01-11-2018 02:35 PM - edited 03-19-2019 01:03 PM
I'm looking at building an Expressway 8.10 solution to support the registration of home-worker phones (currently supported via The Office Extend routers that are EOL). Looking at the Cisco design docs they recommend the Exp-E has a 2 armed design, with both interfaces being in private address space and doing static NAT on the "external" interface. This means that the FW does the NAT and you also need to configure static NAT on the Exp-E so that it encapsulates the NAT address into the h.323 or SIP payload.
Can't I just do a one-armed design with the Exp-E using a public IP address? That would simplify my build in that no NAT happens, and the Exp-C knows of the Exp-E by it's public non NAT IP address. Traffic from C-to-E would follow default route, from E-to-C it would follow static routes already in my FW's. It would also negate the issue of C-to-E traffic having to do NAT reflection and hairpinning back to the Exp-E.

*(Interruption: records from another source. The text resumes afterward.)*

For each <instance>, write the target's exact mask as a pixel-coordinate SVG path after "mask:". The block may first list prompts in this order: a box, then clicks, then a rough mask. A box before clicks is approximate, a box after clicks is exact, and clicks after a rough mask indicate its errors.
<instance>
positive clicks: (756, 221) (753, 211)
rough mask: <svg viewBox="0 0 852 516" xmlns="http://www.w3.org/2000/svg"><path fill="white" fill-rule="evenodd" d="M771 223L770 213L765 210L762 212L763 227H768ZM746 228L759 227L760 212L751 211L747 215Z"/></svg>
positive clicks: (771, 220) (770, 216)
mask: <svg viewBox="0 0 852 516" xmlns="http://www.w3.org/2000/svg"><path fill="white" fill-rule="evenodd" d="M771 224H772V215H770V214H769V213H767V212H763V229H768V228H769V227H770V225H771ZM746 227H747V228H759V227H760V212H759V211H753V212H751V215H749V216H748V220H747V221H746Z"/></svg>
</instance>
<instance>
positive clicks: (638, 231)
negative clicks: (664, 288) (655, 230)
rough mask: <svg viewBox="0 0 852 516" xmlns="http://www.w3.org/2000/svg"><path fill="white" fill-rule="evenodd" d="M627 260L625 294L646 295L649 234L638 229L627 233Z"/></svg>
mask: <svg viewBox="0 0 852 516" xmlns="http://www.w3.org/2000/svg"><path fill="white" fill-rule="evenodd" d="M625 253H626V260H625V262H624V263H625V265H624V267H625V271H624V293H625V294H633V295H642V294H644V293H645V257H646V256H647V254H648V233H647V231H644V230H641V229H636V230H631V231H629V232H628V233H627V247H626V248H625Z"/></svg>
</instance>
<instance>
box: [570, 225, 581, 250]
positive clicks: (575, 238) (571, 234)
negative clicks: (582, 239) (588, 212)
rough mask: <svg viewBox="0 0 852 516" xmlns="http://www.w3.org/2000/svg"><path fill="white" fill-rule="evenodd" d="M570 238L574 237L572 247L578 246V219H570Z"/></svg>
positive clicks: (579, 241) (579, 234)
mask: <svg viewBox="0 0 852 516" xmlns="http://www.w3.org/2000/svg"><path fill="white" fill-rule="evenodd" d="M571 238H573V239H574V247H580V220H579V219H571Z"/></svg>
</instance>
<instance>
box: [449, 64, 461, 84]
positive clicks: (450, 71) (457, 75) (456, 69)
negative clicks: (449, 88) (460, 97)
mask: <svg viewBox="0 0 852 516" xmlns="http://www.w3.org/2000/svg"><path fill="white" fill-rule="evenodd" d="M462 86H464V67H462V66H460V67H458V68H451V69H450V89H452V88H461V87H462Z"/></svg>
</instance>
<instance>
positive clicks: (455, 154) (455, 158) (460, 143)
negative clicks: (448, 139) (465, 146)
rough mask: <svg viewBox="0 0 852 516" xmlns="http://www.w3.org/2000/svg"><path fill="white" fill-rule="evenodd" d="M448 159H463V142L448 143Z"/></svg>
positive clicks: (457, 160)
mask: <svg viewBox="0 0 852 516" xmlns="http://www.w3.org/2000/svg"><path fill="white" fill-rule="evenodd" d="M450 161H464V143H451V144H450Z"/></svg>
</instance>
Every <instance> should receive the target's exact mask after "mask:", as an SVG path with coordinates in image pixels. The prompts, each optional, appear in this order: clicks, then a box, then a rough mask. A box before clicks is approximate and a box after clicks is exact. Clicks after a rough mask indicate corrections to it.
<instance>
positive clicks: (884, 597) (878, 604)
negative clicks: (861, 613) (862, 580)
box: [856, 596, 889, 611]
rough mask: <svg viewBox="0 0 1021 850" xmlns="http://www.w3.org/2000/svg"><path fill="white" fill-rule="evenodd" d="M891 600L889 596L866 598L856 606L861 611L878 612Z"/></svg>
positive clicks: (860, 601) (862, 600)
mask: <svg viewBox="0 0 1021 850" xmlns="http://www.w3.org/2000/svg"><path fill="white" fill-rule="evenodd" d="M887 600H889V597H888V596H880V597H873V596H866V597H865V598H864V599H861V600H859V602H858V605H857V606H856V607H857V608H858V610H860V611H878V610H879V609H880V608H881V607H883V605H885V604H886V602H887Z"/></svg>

Wondering if it is possible and why this more simple design isn't part of the Cisco design document. Every use case in the document uses static NAT on the Exp-E.?!?!
01-12-2018 06:11 AM
Sure you could, but that might open you up for all kinds of security flows. The main reason Cisco recommends 2 interfaces is to separate the Transit DMZ between Exp-C and Exp-E servers from external connection. The NIC 2 does not necessarily need to be NATed, you can put public IP address on the LAN2 (DMZ Services) if you chose so, assuming you put it behind firewall and allow only required ports to/from the internet. Again, the design comes down to what your security team deems secured deployment.